Ensure ASAR authenticity
We need to ensure that the ASAR has been produced by whom it pertains to have been produced by. As above, but with a check on the public key to make sure it's the one we expect, but you have the same problem, the bit that checks the public key is not immutable and can be tampered with (and the ASAR can be lifted in to another Electron application, thus bypassing this check entirely)
Ensure ASAR privacy
The solution here is to use an encryption cipher of some kind on the way in to the ASAR. If the user has to provide the key at runtime, this is kind of do-able, however, once the "stuff" is unencrypted, it exists unencrypted in memory and can be fetched relatively easily. In the other case, where the user doesn't need to provide anything, and the means to decrypt are hidden in the application, it doesn't take a lot for an attacker to find the key and do the decryption themselves outside of the application, thus revealing all the stuff you wanted to keep secret.

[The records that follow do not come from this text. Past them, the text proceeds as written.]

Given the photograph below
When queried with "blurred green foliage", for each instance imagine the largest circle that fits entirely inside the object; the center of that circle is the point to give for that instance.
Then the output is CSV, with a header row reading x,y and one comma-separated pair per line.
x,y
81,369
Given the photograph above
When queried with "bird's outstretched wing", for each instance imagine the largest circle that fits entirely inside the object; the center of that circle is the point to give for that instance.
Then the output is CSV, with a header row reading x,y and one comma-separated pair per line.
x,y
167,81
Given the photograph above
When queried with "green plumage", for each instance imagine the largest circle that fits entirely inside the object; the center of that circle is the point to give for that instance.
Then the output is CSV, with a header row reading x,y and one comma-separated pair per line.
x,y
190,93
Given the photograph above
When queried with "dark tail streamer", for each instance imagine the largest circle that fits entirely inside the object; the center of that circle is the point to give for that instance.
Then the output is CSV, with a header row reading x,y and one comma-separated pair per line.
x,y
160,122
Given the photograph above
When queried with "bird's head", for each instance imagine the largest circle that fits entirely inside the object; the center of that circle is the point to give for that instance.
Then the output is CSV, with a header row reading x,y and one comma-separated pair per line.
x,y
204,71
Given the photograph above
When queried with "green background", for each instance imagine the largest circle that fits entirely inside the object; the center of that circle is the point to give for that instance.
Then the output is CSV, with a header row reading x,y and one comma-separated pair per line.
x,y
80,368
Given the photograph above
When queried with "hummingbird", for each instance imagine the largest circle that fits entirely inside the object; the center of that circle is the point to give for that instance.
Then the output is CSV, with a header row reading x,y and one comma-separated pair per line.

The fact remains that the application must be shipped with everything it needs to authenticate, verify integrity, and decrypt the ASAR, so any measures that you could put in place are easily circumvented, and the tools/skills to protect authenticity, integrity and privacy checks are not easy to use, nor are they cheap.
I hope some of the core members of Electron, get involved as this is really a very important feature. @MarshallOfSound
I'd personally be OK with just the ability to use signed node snapshots like nw.js provides. That alone provides a level of tampering detection I kinda sorta legally require to use Electron? We just can't afford to handle HIPAA data -or other sensitive things- securely without some kind of ability to tell wether or not our application has been compromised.
Try https://obfuscator.io/ for a true obfuscator with debug protection and self defending code.
I found another solution for encrypting files, it is a bit complex and may not work perfectly for all projects but it has a great capability to hide the code in the form of byte code. Further help is provided here: https://stackoverflow.com/a/68710667/7352827
Try https://obfuscator.io/ for a true obfuscator with debug protection and self defending code.
Card stealer on this link, be careful!